The second day of Watson's man-vs-machine Jeopardy! challenge has come to close, and IBM's super-computer dealt a resounding defeat to its pitiful, meat-filled opponents. In light of that fact, we thought now might be a good time to learn a little more about our future overlord, so we found an expert on the subject to answer some of our questions.
Stephen Baker is the author of Final Jeopardy: Man vs. Machine and the Quest to Know Everything, a new book about how Watson came to be. He was gracious enough to answer some of our burning questions. Read on to find out what he said!
Why did the team at IBM settle on Jeopardy as a stage to show off their engineering mettle? Why did they decide that now was the time for the biggest artificial intelligence exhibition match since Deep Blue?
They wanted to do another big challenge, and they had to find something that was hard, but possible. That's a tough window. One of the nightmare scenarios was that this huge tech company would choose a challenge, blow their horn about it, and then see some other company, or even an individual, beat them to it.
So Jeopardy seemed hard enough. What's more, it responded to the great trend in modern technology: We're all swimming in an ocean of unstructured data, including trillions of words. And those who can derive intelligence from those words stand to make a killing. Google is an early example. So Jeopardy gave IBM the chance to mix its natural language with data retrieval and analytics--and then show off their machine on nationwide TV.
Within the realm of Jeopardy questions, does Watson have strengths and weakness? In other words, does he know some categories or types of questions better than others?
The machine has the easiest time with clearly stated clues demanding specific answers, preferably ones tied to dates, numbers, facts, proper nouns. If you think about it, these are the clues that would pop up so high in the first Google search result that you wouldn't have to click on it. Of course, if Jeopardy provided lots of this type of clue, search engines could handle it.
The harder clues for Watson involve humor, nuance, and demand several layers of reasoning. There was one that said: "His daughter and grandson were both premiers, and both assassinated." Now, the person the machine is looking for there is a father and a grandfather, but that has to be calculated from the language. That kind of clue is challenging for Watson. The correct response, incidentally: Who is Nehru?
What were the biggest challenges—both technical and logistical—in creating a computer that can play Jeopardy?
The biggest challenge was to build a smart machine. Sounds simple, I know. But if you think about it, it's very hard for a machine to be sure that it understands complex English, and then to find a specific answer that it can bet on within two or three seconds. It would be easy to bring up, say, 100 possible answers, and have humans find the one they're looking for. That's more or less what a Google search does.
The hardware also presented a challenge. The analysis initially took a single server nearly 2 hours to respond to one clue. They had to distribute that work to more than 2,000 computing cores, and drive the time down to two or three seconds. That scale-out required immensely sophisticated work.
What is the next frontier for man-vs-machine competition? What is humanity clearly superior at now, that we won’t be in 5 or 10 more years?
Well, one next frontier is to make machines like Watson even better at what they do. They could be engineered to handle different types of data, and to become experts in different fields. Then how about building smart machines that can see and hear, and move around the world and do jobs? In a word: smart robots. Watson is deaf and blind, but its offspring don't have to be. Beyond that, of course, is the challenge of building machines that actually think the way we do. But that's a long way off.
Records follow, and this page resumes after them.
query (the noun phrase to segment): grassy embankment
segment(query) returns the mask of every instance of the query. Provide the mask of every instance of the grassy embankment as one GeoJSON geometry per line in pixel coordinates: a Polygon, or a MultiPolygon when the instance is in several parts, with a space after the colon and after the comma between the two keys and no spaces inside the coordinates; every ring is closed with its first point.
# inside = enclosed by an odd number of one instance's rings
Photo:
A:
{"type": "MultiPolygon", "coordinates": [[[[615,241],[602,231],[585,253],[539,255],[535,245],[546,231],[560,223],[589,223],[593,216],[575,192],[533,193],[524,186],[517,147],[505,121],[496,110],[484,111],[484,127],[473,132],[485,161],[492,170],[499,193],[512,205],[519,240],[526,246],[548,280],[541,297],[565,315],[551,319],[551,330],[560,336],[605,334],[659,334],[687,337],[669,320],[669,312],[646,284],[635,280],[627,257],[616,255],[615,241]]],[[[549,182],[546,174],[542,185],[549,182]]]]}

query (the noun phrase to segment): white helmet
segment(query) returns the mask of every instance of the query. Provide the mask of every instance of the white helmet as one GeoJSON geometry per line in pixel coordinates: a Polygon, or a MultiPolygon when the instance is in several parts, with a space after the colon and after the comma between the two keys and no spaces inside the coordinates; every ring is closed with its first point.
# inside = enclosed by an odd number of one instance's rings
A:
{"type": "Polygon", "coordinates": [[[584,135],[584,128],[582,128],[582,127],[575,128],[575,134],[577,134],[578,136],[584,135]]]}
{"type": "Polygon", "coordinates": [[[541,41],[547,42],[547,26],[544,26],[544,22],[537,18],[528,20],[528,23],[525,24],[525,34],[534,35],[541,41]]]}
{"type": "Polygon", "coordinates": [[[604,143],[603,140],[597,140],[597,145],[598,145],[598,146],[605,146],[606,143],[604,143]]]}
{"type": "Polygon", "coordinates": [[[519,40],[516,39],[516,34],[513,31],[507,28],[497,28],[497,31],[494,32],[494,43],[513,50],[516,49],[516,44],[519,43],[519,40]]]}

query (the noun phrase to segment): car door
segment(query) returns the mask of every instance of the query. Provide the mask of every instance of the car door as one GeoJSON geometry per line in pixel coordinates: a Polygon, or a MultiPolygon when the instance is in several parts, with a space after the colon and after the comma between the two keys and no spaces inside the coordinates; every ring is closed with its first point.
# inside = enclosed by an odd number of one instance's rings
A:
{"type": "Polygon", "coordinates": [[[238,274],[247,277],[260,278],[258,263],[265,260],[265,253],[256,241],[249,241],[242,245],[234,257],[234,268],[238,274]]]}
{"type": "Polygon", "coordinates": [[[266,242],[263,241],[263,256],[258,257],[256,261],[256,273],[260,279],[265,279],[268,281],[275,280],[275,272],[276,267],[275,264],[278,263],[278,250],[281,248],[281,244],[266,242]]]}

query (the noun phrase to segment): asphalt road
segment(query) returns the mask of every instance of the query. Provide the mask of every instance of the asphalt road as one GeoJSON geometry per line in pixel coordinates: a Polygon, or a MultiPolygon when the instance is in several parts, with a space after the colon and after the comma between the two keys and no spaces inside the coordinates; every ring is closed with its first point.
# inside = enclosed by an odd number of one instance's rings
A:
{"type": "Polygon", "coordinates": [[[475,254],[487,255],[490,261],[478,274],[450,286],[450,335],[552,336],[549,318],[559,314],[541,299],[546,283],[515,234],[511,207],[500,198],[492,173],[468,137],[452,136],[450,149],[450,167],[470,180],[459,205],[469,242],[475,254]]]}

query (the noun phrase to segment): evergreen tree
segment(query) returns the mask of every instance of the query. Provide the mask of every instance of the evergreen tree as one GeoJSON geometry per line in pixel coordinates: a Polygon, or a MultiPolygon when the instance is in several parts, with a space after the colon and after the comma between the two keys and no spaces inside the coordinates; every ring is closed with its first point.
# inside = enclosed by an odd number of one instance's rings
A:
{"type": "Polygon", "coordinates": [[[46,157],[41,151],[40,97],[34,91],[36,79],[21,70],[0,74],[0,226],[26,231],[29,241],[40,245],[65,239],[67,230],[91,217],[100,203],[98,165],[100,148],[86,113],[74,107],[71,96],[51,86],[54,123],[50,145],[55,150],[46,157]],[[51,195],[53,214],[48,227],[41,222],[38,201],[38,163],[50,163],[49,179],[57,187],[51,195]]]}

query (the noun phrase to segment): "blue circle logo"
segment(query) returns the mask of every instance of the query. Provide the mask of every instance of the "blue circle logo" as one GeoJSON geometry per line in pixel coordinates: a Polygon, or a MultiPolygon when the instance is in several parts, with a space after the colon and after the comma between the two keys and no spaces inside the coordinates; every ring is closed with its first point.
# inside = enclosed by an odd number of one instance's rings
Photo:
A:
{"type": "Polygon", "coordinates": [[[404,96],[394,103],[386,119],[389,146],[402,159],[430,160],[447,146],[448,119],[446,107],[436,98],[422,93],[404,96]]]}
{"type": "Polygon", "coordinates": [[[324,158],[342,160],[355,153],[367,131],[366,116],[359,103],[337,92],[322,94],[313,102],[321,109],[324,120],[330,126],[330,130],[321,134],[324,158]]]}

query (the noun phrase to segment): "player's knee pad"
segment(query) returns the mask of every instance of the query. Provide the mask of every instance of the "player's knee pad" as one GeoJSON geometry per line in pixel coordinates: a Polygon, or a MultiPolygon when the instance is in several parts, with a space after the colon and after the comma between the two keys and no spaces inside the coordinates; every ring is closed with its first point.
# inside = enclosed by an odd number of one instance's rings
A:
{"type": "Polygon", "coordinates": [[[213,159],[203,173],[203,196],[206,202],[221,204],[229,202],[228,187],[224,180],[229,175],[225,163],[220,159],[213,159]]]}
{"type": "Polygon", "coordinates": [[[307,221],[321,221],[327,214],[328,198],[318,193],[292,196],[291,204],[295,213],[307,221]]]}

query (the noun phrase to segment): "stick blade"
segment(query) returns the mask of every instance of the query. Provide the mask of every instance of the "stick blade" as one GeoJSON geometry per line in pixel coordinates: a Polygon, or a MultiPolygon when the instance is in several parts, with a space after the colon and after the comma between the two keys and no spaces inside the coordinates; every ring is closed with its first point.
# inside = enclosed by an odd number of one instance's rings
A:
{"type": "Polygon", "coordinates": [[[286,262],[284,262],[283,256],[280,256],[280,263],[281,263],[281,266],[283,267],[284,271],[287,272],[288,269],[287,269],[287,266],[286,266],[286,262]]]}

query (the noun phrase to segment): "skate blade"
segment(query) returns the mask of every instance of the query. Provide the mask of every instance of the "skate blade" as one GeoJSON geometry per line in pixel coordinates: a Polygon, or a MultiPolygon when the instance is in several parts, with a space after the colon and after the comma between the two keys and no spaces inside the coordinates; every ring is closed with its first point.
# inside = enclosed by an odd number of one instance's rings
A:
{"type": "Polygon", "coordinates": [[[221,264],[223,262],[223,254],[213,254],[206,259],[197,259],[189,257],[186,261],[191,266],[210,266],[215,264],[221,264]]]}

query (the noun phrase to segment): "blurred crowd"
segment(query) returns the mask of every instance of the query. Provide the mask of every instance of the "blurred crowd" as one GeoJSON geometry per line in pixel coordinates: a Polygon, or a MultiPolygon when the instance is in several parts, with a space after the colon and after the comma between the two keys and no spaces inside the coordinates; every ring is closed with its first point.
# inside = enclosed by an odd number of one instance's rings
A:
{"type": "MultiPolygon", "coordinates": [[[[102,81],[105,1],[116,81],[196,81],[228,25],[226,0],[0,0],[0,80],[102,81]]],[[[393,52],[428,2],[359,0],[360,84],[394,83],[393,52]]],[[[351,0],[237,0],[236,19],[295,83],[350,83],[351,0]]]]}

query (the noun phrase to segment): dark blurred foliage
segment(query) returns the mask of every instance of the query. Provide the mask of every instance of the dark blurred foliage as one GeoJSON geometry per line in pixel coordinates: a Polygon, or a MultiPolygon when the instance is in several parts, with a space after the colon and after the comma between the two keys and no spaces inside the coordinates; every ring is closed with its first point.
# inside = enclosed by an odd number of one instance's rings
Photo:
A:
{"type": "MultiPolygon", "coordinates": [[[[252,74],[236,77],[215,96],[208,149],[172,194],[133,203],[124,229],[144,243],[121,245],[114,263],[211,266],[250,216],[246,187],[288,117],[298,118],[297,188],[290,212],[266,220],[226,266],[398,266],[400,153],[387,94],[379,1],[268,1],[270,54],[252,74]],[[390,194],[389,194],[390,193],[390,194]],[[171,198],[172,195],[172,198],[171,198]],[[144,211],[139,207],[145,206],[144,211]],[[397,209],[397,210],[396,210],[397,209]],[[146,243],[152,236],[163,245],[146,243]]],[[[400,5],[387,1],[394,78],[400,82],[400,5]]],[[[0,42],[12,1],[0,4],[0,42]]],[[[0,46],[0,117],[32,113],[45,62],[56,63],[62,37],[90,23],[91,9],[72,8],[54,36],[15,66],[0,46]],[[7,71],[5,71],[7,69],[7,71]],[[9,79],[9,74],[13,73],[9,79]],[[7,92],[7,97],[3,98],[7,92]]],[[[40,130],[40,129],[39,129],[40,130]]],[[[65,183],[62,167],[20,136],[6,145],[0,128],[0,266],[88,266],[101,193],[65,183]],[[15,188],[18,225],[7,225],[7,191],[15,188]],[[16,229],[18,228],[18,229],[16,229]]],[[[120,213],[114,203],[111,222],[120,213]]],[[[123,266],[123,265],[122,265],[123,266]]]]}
Is there a practical application for the technology developed for Watson? Will Watson (or one of his “children”) be able to help consumers find answers to questions?
Watson's kin will be handling consumer help lines very soon, I would imagine. And other Watson-like machines will be attempting to diagnose illnesses in hospitals, searching for legal precedents in law offices, perhaps even serving as bionic research assistants in newpaper offices--if we journalists can afford them. And of course, a lot of these services will be available through cell phones, with the machine understanding our spoken language.